Comments to the Honorable Ray Rodrigues, Chair, and Members of the Senate Governmental Oversight & Accountability Committee regarding SB 84 – Retirement
My name is Dominic M. Calabro, and I am President and CEO of Florida TaxWatch, an independent, nonpartisan, nonprofit taxpayer research institute and government watchdog which, for over 40 years, has worked to improve the effectiveness, efficiency, and accountability of Florida government and promote a fair and equitable system of taxation.
Due primarily to its substantial and unpredictable long-term costs, Florida TaxWatch has long been a proponent of reforming the Florida Retirement System (FRS).
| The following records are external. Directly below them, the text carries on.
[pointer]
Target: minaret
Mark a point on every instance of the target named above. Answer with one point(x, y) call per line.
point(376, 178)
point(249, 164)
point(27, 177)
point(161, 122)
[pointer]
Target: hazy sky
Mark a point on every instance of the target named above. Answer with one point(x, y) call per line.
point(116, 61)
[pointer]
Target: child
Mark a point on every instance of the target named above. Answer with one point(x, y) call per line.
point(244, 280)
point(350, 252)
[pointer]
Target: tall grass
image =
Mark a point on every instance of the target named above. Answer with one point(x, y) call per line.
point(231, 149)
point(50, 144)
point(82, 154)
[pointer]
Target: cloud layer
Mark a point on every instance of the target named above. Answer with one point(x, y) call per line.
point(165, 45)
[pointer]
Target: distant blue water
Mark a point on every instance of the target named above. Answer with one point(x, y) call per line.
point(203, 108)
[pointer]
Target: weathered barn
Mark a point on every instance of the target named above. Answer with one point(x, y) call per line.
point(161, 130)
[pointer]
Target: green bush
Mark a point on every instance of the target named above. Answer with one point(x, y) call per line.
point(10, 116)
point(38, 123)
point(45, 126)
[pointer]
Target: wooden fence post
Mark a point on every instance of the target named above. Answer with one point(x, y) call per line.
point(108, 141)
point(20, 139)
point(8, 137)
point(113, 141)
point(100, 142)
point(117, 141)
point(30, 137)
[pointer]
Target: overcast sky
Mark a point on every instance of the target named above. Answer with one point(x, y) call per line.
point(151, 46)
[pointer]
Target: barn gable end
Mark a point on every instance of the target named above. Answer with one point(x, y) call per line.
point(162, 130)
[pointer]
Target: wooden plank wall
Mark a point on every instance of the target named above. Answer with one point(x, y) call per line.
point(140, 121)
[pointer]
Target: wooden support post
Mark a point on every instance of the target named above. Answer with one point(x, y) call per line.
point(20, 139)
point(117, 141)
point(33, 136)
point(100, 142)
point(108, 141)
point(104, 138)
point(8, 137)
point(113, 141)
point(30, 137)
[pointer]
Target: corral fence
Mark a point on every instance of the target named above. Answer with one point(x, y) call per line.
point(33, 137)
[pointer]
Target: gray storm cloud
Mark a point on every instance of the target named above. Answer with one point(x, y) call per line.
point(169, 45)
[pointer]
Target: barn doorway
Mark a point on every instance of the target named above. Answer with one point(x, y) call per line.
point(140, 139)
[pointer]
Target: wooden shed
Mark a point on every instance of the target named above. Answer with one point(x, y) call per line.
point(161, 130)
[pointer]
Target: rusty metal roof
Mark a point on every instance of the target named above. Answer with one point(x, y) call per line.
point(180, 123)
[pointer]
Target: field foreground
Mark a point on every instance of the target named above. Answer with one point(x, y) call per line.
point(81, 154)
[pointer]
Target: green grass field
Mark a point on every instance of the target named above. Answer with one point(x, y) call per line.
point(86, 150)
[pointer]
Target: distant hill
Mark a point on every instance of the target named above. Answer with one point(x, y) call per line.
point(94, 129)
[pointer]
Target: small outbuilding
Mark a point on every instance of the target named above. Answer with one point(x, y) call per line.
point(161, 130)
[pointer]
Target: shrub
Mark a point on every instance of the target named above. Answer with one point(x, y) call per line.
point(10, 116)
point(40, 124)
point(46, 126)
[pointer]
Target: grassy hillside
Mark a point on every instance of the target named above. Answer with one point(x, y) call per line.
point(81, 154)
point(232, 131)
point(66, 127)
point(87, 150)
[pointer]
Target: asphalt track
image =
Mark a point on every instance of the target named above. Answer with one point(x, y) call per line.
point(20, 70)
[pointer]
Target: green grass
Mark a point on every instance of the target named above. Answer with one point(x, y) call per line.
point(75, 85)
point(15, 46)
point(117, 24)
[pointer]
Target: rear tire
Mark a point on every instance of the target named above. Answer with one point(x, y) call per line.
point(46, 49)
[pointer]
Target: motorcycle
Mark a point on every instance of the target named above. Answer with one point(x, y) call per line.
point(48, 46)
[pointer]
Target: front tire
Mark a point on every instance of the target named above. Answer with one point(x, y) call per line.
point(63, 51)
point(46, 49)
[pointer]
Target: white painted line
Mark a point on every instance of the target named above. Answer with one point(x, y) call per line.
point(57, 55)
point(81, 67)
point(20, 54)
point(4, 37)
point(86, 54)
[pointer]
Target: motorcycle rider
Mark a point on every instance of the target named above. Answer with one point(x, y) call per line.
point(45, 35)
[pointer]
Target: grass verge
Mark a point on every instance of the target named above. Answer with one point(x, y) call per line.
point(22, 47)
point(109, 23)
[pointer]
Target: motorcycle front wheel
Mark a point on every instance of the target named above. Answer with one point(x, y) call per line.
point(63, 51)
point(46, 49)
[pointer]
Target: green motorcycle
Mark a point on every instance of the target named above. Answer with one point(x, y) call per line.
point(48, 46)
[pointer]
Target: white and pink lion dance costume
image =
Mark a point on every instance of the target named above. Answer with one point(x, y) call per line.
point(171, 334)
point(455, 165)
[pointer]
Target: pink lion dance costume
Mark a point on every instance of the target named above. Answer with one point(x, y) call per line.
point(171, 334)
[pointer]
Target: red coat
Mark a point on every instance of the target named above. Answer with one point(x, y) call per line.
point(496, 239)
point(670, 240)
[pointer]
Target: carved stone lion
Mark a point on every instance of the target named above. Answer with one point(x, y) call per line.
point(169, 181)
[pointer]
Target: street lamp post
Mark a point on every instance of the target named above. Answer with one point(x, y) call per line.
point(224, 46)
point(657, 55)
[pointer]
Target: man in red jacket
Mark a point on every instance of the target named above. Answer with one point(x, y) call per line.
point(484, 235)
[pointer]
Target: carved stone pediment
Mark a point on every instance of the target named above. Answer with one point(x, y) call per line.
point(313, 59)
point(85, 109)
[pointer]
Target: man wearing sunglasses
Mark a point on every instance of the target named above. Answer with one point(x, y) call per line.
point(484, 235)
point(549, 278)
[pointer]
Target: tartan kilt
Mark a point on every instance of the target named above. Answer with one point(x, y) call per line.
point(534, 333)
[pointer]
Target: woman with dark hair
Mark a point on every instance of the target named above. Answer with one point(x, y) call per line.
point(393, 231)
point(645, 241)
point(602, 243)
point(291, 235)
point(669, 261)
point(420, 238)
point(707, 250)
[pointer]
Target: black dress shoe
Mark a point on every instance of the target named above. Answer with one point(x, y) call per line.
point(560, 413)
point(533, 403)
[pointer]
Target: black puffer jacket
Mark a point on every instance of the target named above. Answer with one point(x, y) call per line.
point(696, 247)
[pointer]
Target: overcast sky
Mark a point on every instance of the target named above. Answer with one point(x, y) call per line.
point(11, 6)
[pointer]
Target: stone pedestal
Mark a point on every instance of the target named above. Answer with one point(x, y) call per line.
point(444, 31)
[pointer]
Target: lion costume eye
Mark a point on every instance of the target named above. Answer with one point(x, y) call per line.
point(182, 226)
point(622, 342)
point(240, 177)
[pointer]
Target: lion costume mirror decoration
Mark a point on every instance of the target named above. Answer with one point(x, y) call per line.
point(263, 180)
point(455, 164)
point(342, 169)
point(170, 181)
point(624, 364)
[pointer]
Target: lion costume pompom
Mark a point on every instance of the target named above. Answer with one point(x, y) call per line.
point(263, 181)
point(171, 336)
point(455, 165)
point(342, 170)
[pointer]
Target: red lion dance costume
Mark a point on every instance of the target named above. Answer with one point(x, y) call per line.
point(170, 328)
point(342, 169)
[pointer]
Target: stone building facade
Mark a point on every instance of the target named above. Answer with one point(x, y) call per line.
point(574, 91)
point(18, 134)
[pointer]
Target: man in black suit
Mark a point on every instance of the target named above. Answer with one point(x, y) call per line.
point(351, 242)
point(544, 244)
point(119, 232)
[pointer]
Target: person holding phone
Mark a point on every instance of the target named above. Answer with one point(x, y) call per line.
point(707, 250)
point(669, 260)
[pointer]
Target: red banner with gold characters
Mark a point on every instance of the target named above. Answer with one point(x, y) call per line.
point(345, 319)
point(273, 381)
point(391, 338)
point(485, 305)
Requiring all new FRS members to enroll in the Defined Contribution Investment Plan will help modernize our state employee benefits and ensure that the FRS is actuarially sound going forward, avoiding billions in future liabilities and very likely increasing the retirement wealth of state employees.
The state currently bears the investment risk of ensuring that the defined benefit amount will be available to be paid to retired employees and beneficiaries. Defined benefit plans require complex actuarial projections and insurance for guarantees, making the costs of administration very high. Due to the risk inherent in this obsolete model, defined benefit plans have long been abandoned by most employers, especially private organizations.
The FRS Actuarial Assumption Conference met in October 2020 to adopt updated economic assumptions to be used for the actuarial valuation of the FRS. The preliminary results show that the FRS has an unfunded actuarial liability (UAL) of $32.1 billion, an increase from the $30.3 billion UAL in 2019. In 2015, the UAL was $23 billion. In 2019, the system was 84.2% funded on an actuarial basis; however, the funded status is expected to decrease to 83.7% in the 2020 updated valuation.
In addition to minimizing exposure and expenses, defined contribution plans allow employees to better align their investment strategy with their own individual retirement plans and preferences for risks and rewards. The employee is empowered with the ability to direct contributions and investments to grow the assets for their particular retirement needs. Defined contribution plans honor our commitment to a state employee's future AND respects our obligations to Florida Taxpayers to ensure sound and reasonable practices.
Florida TaxWatch supports the enactment of legislation that modernizes state employee benefits by requiring all new FRS members to enroll in the Defined Contribution (DC) Investment Plan. Legislation such as SB 84 can help remedy this longstanding problem. Enrolling all new FRS members in the Defined Contribution Investment Plan will modernize the state’s employee benefits, reduce the state’s financial liability, better align government benefits with successful practices provided by the private sector, and generate significant taxpayer savings in the long run.
You can find more recommendations on FRS Reforms and critical budgetary and taxpayer accountability issues at FloridaTaxWatch.org. We look forward to working with you and your colleagues as this issue and other critical funding and benefits issues are addressed.